I Knew Her Well

Mar 25 - Mar 28, 2016

(Antonio Pietrangeli, Italy, 1965, DCP, 115 min)

New digital restoration!

An under appreciated masterpiece from the era of Italian Neorealism, I Knew Her Well is a must-see for the exquisite leading performance of Stefania Sandrelli. The film is an intimate portrait of her character: a beautiful and innocent would-be starlet. From the provinces to Rome she works the D-Circuit of fame, surrounded by press-agents and pimps, washouts and cads. In this heady swirl of good and (mostly) evil, she is neither incriminated nor innocent. She is along for the ride, and deeply uncertain of her destination. Her fears are carefully restrained, never verbalized, and never glimpsed but in a fleeting hesitation or a knitting of plucked eyebrows.

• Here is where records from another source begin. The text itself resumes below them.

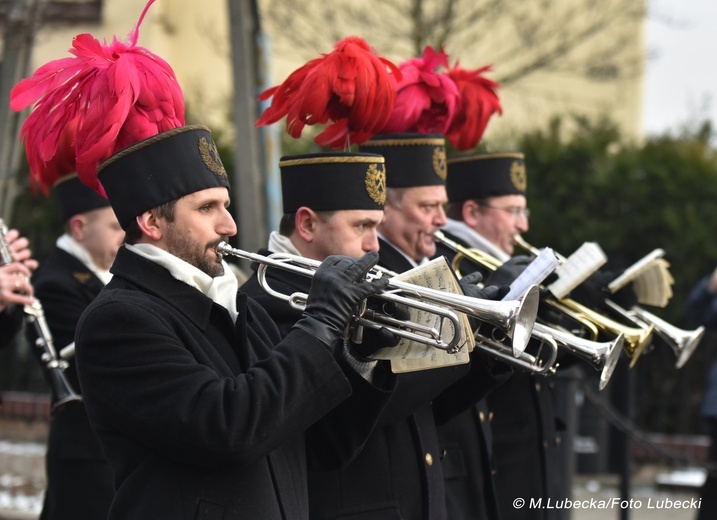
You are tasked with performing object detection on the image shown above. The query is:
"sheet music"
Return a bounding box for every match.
[503,247,560,301]
[372,257,475,373]
[632,258,675,307]
[607,249,665,294]
[548,242,607,300]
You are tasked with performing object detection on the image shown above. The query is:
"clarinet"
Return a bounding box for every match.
[0,219,82,412]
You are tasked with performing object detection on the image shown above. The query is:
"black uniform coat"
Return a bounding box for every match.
[33,247,114,520]
[439,233,570,520]
[76,248,351,520]
[240,249,396,469]
[0,305,23,348]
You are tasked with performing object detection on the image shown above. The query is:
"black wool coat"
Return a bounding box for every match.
[0,306,23,348]
[438,233,570,520]
[28,247,114,520]
[290,243,504,520]
[76,248,351,520]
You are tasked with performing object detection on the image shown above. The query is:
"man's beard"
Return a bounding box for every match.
[167,224,227,278]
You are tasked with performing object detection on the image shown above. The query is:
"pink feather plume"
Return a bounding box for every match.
[10,0,184,195]
[256,36,401,148]
[381,47,460,134]
[446,63,503,152]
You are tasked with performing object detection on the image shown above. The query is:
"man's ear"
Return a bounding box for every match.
[136,209,162,240]
[67,215,87,242]
[461,200,480,227]
[294,206,317,242]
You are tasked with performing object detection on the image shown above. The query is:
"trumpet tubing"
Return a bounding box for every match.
[515,235,655,367]
[216,242,537,352]
[605,300,705,368]
[475,323,558,376]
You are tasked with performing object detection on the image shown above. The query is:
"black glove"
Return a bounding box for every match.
[349,298,410,361]
[485,255,533,285]
[294,251,388,349]
[460,272,510,300]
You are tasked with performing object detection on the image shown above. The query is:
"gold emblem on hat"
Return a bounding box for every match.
[365,163,386,206]
[510,161,528,191]
[433,147,447,181]
[199,137,227,179]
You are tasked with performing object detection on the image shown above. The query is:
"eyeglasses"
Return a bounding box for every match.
[480,204,530,219]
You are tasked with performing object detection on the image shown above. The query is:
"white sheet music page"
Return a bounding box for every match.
[503,247,560,301]
[548,242,607,300]
[372,256,475,373]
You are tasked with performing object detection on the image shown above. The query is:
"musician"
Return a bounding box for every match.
[300,134,510,520]
[438,153,571,520]
[0,229,38,348]
[28,173,124,520]
[14,11,387,520]
[241,152,407,468]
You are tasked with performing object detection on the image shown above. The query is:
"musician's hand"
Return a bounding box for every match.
[0,262,35,311]
[5,229,38,271]
[485,255,533,285]
[294,251,388,349]
[460,272,510,300]
[349,298,410,361]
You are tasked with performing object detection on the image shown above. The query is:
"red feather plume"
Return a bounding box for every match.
[381,47,461,134]
[25,120,77,195]
[256,36,401,148]
[10,0,184,195]
[446,62,503,152]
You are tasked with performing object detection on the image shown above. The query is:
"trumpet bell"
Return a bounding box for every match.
[676,326,705,368]
[534,323,625,390]
[627,305,705,368]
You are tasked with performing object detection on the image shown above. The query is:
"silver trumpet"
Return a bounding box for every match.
[515,235,705,369]
[605,300,705,368]
[435,232,625,384]
[216,242,538,356]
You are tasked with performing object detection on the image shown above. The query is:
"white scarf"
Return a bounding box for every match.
[443,218,510,263]
[125,244,239,322]
[55,233,112,285]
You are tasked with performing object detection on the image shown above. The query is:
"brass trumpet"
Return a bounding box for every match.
[515,236,705,368]
[216,242,538,356]
[435,231,625,384]
[605,300,705,368]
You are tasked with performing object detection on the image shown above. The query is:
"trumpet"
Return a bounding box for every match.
[216,242,538,356]
[0,219,82,411]
[435,231,625,384]
[515,236,705,369]
[605,300,705,369]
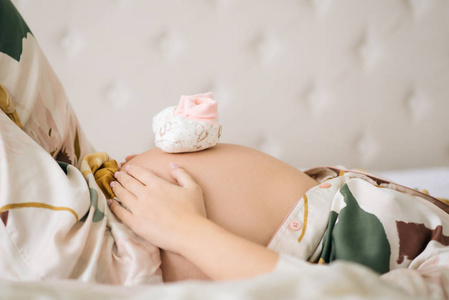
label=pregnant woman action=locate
[111,144,317,281]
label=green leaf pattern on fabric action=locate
[321,184,391,274]
[0,0,32,61]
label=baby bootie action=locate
[153,92,221,153]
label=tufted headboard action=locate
[13,0,449,170]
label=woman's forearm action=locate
[176,218,278,279]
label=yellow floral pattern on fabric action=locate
[0,84,23,129]
[80,152,119,199]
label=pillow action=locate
[0,0,94,167]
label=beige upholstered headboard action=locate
[13,0,449,169]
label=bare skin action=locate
[121,144,317,282]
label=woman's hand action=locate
[108,163,206,252]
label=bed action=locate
[0,0,449,299]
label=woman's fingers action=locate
[108,199,133,228]
[111,181,137,209]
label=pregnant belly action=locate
[124,144,317,281]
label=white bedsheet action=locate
[0,257,420,300]
[376,167,449,199]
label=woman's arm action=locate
[107,164,278,279]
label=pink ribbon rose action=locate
[174,92,218,125]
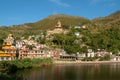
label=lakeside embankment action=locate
[53,61,120,64]
[0,58,53,73]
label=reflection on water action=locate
[11,63,120,80]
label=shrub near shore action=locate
[0,58,53,72]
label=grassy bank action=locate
[0,58,53,73]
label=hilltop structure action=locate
[47,21,68,37]
[0,34,17,61]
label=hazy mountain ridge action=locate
[0,11,120,38]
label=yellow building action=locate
[0,51,11,61]
[2,34,17,60]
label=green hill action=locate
[93,11,120,27]
[0,14,91,38]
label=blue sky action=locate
[0,0,120,26]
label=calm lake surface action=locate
[17,63,120,80]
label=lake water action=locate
[14,63,120,80]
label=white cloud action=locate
[50,0,70,7]
[89,0,115,6]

This angst imprisons us in a beautiful world: the exuberant glamor of Rome in the 1950s. The suits, the dresses, the effortless style. From bedroom to bedroom, party to party, Sandrelli searches for something. We follow her through absurd acting lessons, humiliating gigs and bit parts. Her hair is regularly assaulted by bizarre salon technologies. Through all this torture, she is happy to be liked, happy to make love. It’s a sisyphean circling, a faux-reality of glamour and sleaze that’s occasionally violated by bitter truths: death, greed, failure. And in these moments, with a rare confidence, the script falls silent, letting Sandrelli’s exceptional performance illustrate the tension between this world we live in, and the one we wish for.